Ernst Haefliger (6 July 1919 – 17 March 2007) was a Swiss tenor.

==Biography ==
Haefliger was born in Davos, Switzerland, on 6 July 1919 and studied at the Wettinger Seminary and the Zürich Conservatory. Later, he became a pupil of Fernando Carpi in Geneva and the noted tenor Julius Patzak in Vienna. He devoted himself to lieder and choral works, and soon established a reputation for impeccable style and musicianship.

Haefliger sang the Evangelist in Bach's St John Passion for the first time in Zürich, in 1943. After this debut he was engaged for several concerts in Switzerland and – after World War II – abroad. He soon won the attention of Ferenc Fricsay, who engaged him for the Salzburg Festival, where Haefliger's world career started in 1949 with the role of Tiresias in Carl Orff's opera Antigonae. He also sang the role of First Armed Man in Die Zauberflöte conducted by Wilhelm Furtwängler the same year at the Salzburg Festival.

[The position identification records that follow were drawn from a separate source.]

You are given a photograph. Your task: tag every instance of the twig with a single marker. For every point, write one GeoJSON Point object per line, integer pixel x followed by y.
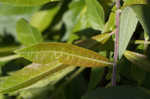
{"type": "Point", "coordinates": [116, 43]}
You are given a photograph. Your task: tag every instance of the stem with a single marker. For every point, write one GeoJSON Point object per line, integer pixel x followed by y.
{"type": "Point", "coordinates": [116, 43]}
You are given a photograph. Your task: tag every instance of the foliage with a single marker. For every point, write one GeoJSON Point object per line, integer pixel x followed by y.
{"type": "Point", "coordinates": [64, 49]}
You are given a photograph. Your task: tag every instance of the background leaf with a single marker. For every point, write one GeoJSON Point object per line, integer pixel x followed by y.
{"type": "Point", "coordinates": [142, 13]}
{"type": "Point", "coordinates": [118, 93]}
{"type": "Point", "coordinates": [25, 2]}
{"type": "Point", "coordinates": [95, 14]}
{"type": "Point", "coordinates": [128, 23]}
{"type": "Point", "coordinates": [27, 34]}
{"type": "Point", "coordinates": [140, 60]}
{"type": "Point", "coordinates": [42, 19]}
{"type": "Point", "coordinates": [66, 53]}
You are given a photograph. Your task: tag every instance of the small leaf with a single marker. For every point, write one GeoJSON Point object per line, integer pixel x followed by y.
{"type": "Point", "coordinates": [27, 34]}
{"type": "Point", "coordinates": [128, 23]}
{"type": "Point", "coordinates": [138, 59]}
{"type": "Point", "coordinates": [117, 93]}
{"type": "Point", "coordinates": [26, 2]}
{"type": "Point", "coordinates": [95, 13]}
{"type": "Point", "coordinates": [143, 15]}
{"type": "Point", "coordinates": [66, 53]}
{"type": "Point", "coordinates": [28, 76]}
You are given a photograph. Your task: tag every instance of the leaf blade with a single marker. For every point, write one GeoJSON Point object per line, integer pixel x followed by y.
{"type": "Point", "coordinates": [27, 34]}
{"type": "Point", "coordinates": [26, 2]}
{"type": "Point", "coordinates": [127, 27]}
{"type": "Point", "coordinates": [65, 53]}
{"type": "Point", "coordinates": [28, 76]}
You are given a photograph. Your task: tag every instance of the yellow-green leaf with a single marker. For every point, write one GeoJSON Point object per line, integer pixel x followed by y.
{"type": "Point", "coordinates": [138, 59]}
{"type": "Point", "coordinates": [45, 53]}
{"type": "Point", "coordinates": [133, 2]}
{"type": "Point", "coordinates": [28, 76]}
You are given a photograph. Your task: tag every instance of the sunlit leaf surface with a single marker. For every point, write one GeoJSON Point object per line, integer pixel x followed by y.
{"type": "Point", "coordinates": [66, 53]}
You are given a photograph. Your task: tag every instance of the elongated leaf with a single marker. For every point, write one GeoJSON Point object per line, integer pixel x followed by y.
{"type": "Point", "coordinates": [127, 27]}
{"type": "Point", "coordinates": [118, 93]}
{"type": "Point", "coordinates": [43, 18]}
{"type": "Point", "coordinates": [66, 53]}
{"type": "Point", "coordinates": [95, 14]}
{"type": "Point", "coordinates": [42, 88]}
{"type": "Point", "coordinates": [27, 34]}
{"type": "Point", "coordinates": [28, 76]}
{"type": "Point", "coordinates": [133, 2]}
{"type": "Point", "coordinates": [26, 2]}
{"type": "Point", "coordinates": [143, 15]}
{"type": "Point", "coordinates": [13, 10]}
{"type": "Point", "coordinates": [138, 59]}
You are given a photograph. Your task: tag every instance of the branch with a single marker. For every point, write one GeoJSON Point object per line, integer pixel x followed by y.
{"type": "Point", "coordinates": [116, 43]}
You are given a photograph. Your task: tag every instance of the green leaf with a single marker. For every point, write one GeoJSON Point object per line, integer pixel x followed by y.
{"type": "Point", "coordinates": [8, 58]}
{"type": "Point", "coordinates": [128, 23]}
{"type": "Point", "coordinates": [143, 15]}
{"type": "Point", "coordinates": [118, 93]}
{"type": "Point", "coordinates": [27, 34]}
{"type": "Point", "coordinates": [8, 23]}
{"type": "Point", "coordinates": [43, 18]}
{"type": "Point", "coordinates": [75, 18]}
{"type": "Point", "coordinates": [95, 77]}
{"type": "Point", "coordinates": [13, 10]}
{"type": "Point", "coordinates": [140, 60]}
{"type": "Point", "coordinates": [134, 2]}
{"type": "Point", "coordinates": [26, 2]}
{"type": "Point", "coordinates": [110, 25]}
{"type": "Point", "coordinates": [80, 16]}
{"type": "Point", "coordinates": [28, 76]}
{"type": "Point", "coordinates": [43, 88]}
{"type": "Point", "coordinates": [66, 53]}
{"type": "Point", "coordinates": [95, 13]}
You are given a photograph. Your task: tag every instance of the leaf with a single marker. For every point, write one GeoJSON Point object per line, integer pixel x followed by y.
{"type": "Point", "coordinates": [8, 23]}
{"type": "Point", "coordinates": [95, 77]}
{"type": "Point", "coordinates": [143, 15]}
{"type": "Point", "coordinates": [13, 10]}
{"type": "Point", "coordinates": [117, 93]}
{"type": "Point", "coordinates": [134, 2]}
{"type": "Point", "coordinates": [79, 17]}
{"type": "Point", "coordinates": [110, 25]}
{"type": "Point", "coordinates": [8, 58]}
{"type": "Point", "coordinates": [66, 53]}
{"type": "Point", "coordinates": [128, 23]}
{"type": "Point", "coordinates": [28, 76]}
{"type": "Point", "coordinates": [43, 18]}
{"type": "Point", "coordinates": [75, 18]}
{"type": "Point", "coordinates": [44, 87]}
{"type": "Point", "coordinates": [138, 59]}
{"type": "Point", "coordinates": [26, 2]}
{"type": "Point", "coordinates": [7, 49]}
{"type": "Point", "coordinates": [95, 13]}
{"type": "Point", "coordinates": [27, 34]}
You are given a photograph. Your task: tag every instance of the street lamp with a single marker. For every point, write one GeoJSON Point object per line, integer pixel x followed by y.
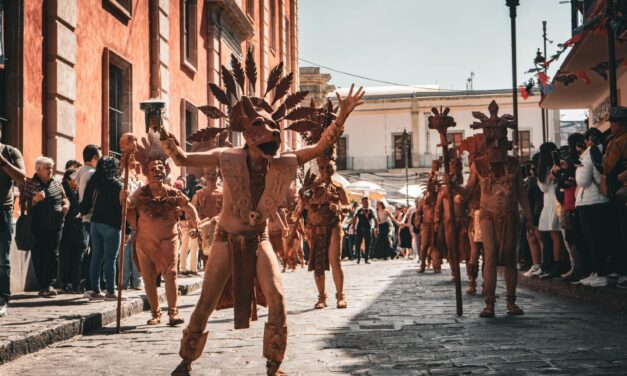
{"type": "Point", "coordinates": [512, 4]}
{"type": "Point", "coordinates": [540, 59]}
{"type": "Point", "coordinates": [406, 144]}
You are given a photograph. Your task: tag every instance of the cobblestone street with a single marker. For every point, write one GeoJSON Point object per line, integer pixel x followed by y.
{"type": "Point", "coordinates": [397, 323]}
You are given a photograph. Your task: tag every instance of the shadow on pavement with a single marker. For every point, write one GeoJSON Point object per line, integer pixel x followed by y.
{"type": "Point", "coordinates": [411, 328]}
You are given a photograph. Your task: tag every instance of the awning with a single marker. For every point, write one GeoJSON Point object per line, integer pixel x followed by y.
{"type": "Point", "coordinates": [591, 51]}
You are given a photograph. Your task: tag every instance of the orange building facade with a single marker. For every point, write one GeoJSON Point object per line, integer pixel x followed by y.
{"type": "Point", "coordinates": [76, 71]}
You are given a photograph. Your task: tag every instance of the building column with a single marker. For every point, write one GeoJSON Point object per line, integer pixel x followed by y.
{"type": "Point", "coordinates": [164, 52]}
{"type": "Point", "coordinates": [60, 113]}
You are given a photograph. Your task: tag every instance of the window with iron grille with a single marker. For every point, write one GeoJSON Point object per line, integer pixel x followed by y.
{"type": "Point", "coordinates": [116, 110]}
{"type": "Point", "coordinates": [524, 142]}
{"type": "Point", "coordinates": [189, 38]}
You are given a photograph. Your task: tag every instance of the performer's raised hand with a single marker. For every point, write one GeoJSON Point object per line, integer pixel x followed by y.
{"type": "Point", "coordinates": [348, 104]}
{"type": "Point", "coordinates": [170, 145]}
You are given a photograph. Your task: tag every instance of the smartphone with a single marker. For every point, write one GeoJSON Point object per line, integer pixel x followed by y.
{"type": "Point", "coordinates": [556, 157]}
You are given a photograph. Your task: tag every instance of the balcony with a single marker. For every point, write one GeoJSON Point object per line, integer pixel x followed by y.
{"type": "Point", "coordinates": [230, 14]}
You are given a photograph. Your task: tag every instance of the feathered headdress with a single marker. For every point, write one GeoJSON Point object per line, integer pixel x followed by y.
{"type": "Point", "coordinates": [239, 77]}
{"type": "Point", "coordinates": [150, 150]}
{"type": "Point", "coordinates": [314, 125]}
{"type": "Point", "coordinates": [474, 145]}
{"type": "Point", "coordinates": [494, 127]}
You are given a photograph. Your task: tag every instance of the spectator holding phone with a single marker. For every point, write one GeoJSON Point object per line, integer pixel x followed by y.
{"type": "Point", "coordinates": [593, 210]}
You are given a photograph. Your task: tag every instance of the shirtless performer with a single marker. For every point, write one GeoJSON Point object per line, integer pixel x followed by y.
{"type": "Point", "coordinates": [461, 209]}
{"type": "Point", "coordinates": [208, 201]}
{"type": "Point", "coordinates": [475, 146]}
{"type": "Point", "coordinates": [324, 203]}
{"type": "Point", "coordinates": [154, 212]}
{"type": "Point", "coordinates": [256, 179]}
{"type": "Point", "coordinates": [499, 179]}
{"type": "Point", "coordinates": [425, 216]}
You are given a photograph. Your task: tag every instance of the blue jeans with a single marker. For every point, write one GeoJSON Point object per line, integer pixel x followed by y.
{"type": "Point", "coordinates": [130, 275]}
{"type": "Point", "coordinates": [105, 242]}
{"type": "Point", "coordinates": [6, 231]}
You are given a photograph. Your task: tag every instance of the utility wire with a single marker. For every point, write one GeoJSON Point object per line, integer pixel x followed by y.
{"type": "Point", "coordinates": [374, 79]}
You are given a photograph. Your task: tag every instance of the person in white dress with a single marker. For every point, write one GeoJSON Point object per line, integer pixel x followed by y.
{"type": "Point", "coordinates": [549, 219]}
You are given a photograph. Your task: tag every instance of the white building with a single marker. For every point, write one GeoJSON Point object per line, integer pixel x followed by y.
{"type": "Point", "coordinates": [373, 135]}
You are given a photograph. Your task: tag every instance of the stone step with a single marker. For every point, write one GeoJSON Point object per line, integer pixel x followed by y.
{"type": "Point", "coordinates": [34, 323]}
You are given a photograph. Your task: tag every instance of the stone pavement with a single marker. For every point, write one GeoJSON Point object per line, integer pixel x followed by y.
{"type": "Point", "coordinates": [34, 323]}
{"type": "Point", "coordinates": [397, 323]}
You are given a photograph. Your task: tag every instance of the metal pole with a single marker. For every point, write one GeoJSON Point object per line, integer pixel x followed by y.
{"type": "Point", "coordinates": [406, 144]}
{"type": "Point", "coordinates": [611, 42]}
{"type": "Point", "coordinates": [512, 4]}
{"type": "Point", "coordinates": [118, 317]}
{"type": "Point", "coordinates": [574, 17]}
{"type": "Point", "coordinates": [545, 125]}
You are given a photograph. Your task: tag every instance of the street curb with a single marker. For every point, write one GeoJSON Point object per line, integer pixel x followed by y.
{"type": "Point", "coordinates": [609, 298]}
{"type": "Point", "coordinates": [13, 349]}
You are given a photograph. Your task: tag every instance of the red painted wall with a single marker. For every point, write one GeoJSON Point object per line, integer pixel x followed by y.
{"type": "Point", "coordinates": [33, 84]}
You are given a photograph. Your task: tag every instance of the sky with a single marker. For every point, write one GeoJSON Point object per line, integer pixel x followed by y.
{"type": "Point", "coordinates": [425, 42]}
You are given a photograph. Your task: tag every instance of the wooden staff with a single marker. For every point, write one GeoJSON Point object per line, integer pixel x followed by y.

In 1952, he responded to the call of Ferenc Fricsay and joined him at the Deutsche Oper Berlin, where he sang the tenor parts in all Mozart operas, in Rossini's The Barber of Seville and Le comte Ory, in Pfitzner's Palestrina, and the role of Hans in Smetana's The Bartered Bride, among others.

Haefliger had a lengthy and extensive international career. He made his Boston debut in 1965 for the Peabody Mason Concert series. Furthermore, he recorded many lieder, oratorios and operas for Angel, Columbia, Vanguard and Philips Records. Deutsche Grammophon issued a boxed set of 12 CDs titled The Art of Ernst Haefliger, with repertoire ranging from J.S. Bach to Janácek and including the three great Schubert lieder cycles.

From 1971 to 1988, he taught at the Hochschule für Musik in Munich, Germany.

Haefliger also gave master classes in Zürich, Japan, and the United States and wrote "Die Singstimme" (Bern 1983).

== Personal life ==
Haefliger died from acute decompensated heart failure on 17 March 2007, in Davos, aged 88. The pianist Andreas Haefliger is his son.